Azure has been getting a lot of love lately, and I took a few minutes this evening to have a quick (I’m not joking, detailed review this is not) play around to see what’s changed.
Firstly, the new management portal – it’s very shiny. That’s not an overly technical review, but once you play with it you’ll see what I mean. It’s nice and clean and littered with pleasant pieces of user experience engineering. Simple overviews, clean graphs and options, easy to use toolbars, and so on.
I noticed some of the new options (such as Web Sites, Virtual Machines, and Mobile Services, which are all in preview) immediately. I enabled Web Sites for a quick look, because although Virtual Machines is interesting (and a good option to have) I’m more interested in the other modes in order to take advantage of the tight publishing support from within Visual Studio.
However before jumping into VS, I took a quick browse through the gallery – nothing there which interested me, but a nice range of “the usual suspects” such as DasBlog, DotNetNuke, Umbraco, and so on – could be handy in certain scenarios.
Jumping into Visual Studio is where things get interesting. Since installing Visual Studio 2012 all my publish operations have started by asking me if I was deploying to Azure – ok, so now I am, so what? Well, it’s pretty seamless, that’s what. From the portal, I downloaded a publish profile, imported it into Visual Studio, and away I went. Bang. My hello world project was of course glossing over minor details such as anything to do with a database, and perhaps wanting to take a backup of the last known good code, however I’m sure there’s options for that out there – right?

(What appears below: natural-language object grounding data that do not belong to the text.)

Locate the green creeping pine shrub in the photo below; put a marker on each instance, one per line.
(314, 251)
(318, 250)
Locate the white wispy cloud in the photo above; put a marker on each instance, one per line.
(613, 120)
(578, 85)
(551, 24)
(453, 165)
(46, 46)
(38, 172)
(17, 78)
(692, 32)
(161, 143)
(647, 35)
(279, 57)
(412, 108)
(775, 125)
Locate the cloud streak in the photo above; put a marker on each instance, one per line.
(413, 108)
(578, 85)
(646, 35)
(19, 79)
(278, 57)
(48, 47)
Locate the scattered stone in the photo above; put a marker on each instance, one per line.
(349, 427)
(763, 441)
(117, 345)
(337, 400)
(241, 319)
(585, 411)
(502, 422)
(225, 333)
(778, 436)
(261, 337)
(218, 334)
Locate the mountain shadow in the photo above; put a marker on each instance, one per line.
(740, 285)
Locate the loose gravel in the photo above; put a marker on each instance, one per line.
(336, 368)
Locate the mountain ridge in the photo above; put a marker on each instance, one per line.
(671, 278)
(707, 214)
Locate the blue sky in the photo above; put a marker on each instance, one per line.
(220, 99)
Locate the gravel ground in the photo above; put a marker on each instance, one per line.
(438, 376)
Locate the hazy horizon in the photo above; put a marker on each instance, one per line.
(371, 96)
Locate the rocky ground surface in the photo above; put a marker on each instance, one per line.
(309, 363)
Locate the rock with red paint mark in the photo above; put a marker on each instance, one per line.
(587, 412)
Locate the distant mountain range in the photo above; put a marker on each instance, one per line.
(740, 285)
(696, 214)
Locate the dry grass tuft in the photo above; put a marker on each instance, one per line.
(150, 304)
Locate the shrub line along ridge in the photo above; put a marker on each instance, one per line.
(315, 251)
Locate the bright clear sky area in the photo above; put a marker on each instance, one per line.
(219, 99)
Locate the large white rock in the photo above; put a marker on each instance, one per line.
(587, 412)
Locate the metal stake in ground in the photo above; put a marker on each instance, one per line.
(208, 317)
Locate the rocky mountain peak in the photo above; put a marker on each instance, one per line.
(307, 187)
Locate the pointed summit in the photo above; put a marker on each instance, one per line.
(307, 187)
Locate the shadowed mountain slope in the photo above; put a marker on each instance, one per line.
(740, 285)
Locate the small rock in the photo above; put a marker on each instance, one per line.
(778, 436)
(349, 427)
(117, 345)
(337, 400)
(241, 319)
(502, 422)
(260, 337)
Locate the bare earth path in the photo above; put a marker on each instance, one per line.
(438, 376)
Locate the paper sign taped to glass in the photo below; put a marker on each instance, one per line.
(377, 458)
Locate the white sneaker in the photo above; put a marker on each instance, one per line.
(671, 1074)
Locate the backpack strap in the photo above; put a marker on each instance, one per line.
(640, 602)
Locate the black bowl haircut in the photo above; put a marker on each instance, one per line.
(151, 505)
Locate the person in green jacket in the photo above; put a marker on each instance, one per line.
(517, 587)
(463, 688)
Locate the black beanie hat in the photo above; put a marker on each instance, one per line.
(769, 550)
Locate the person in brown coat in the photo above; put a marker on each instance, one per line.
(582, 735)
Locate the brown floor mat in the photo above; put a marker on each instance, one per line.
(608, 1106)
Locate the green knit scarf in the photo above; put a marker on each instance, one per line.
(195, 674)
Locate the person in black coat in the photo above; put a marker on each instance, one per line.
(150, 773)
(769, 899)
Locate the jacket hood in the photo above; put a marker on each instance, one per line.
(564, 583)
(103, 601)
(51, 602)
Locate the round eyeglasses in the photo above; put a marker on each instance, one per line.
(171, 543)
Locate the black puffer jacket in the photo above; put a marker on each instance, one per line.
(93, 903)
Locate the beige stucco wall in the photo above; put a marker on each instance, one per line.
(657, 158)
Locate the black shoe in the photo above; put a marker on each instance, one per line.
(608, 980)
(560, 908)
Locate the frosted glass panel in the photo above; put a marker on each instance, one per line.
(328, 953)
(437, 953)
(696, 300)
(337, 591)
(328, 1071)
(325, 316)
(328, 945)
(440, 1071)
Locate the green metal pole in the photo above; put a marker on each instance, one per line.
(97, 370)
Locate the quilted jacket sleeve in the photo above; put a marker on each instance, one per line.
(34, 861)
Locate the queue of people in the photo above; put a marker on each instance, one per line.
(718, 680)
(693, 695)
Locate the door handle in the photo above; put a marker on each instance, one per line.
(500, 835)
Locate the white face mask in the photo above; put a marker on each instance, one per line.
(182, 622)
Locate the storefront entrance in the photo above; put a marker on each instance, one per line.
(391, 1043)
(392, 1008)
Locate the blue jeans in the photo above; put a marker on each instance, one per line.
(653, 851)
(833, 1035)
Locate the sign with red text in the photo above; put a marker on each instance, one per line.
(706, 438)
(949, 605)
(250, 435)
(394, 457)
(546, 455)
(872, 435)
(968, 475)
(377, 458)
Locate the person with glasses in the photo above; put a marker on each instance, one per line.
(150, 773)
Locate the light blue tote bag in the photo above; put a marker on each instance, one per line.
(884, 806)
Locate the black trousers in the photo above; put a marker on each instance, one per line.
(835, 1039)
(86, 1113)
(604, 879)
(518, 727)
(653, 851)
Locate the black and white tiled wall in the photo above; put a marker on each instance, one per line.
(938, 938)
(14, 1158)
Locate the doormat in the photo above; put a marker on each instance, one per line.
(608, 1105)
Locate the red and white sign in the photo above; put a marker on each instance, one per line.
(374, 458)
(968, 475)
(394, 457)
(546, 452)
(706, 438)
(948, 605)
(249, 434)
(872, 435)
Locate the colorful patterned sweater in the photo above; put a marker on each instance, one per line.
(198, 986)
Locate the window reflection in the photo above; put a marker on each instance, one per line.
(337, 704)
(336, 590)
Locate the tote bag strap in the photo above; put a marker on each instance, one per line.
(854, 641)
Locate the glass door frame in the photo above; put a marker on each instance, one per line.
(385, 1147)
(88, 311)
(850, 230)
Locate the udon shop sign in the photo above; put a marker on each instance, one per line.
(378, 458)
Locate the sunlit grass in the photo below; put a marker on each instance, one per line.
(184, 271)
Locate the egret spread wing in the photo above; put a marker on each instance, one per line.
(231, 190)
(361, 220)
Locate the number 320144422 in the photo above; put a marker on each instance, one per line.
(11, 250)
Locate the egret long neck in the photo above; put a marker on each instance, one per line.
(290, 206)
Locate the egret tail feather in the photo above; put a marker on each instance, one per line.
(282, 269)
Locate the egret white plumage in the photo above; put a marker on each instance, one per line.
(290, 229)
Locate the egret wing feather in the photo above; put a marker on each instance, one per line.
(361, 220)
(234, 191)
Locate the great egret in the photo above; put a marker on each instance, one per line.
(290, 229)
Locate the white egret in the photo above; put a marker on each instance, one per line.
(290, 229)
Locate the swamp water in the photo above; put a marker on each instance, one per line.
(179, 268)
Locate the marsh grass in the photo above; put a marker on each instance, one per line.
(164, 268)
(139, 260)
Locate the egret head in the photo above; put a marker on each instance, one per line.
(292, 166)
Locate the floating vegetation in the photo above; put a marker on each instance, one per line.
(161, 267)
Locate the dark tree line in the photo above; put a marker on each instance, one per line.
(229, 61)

I’ve also been doing some testing of Microsoft’s hosted TFS, and the in-Azure option to integrate with this sounds pretty exciting – and to be honest, given the attractive pitch of a full CI cycle that hosted TFS comes with, it’s also pretty obvious. So, obvious as a sales pitch, but still exciting.
So while it’s all looking incredibly interesting, the problem I have with Azure, is that it doesn’t feel like they’re ever going to want people hosting “lots of small sites” on it. The web site instance changes go a long way in the right direction, but if you’ve got a collection of sites of varying sizes (some of them small) that you need to host then I can’t see a way to make it economically viable via Azure. So given I have a large number of sites that need hosting, I can’t get rid of the VMs I rent monthly, and while that’s the case switching to Azure is less compelling (other than for larger apps/sites which justify some separation). This means that I’m left in the situation of being impressed and tempted by what Azure has to offer, but yet not being able to see a way for it to fit into my current setup.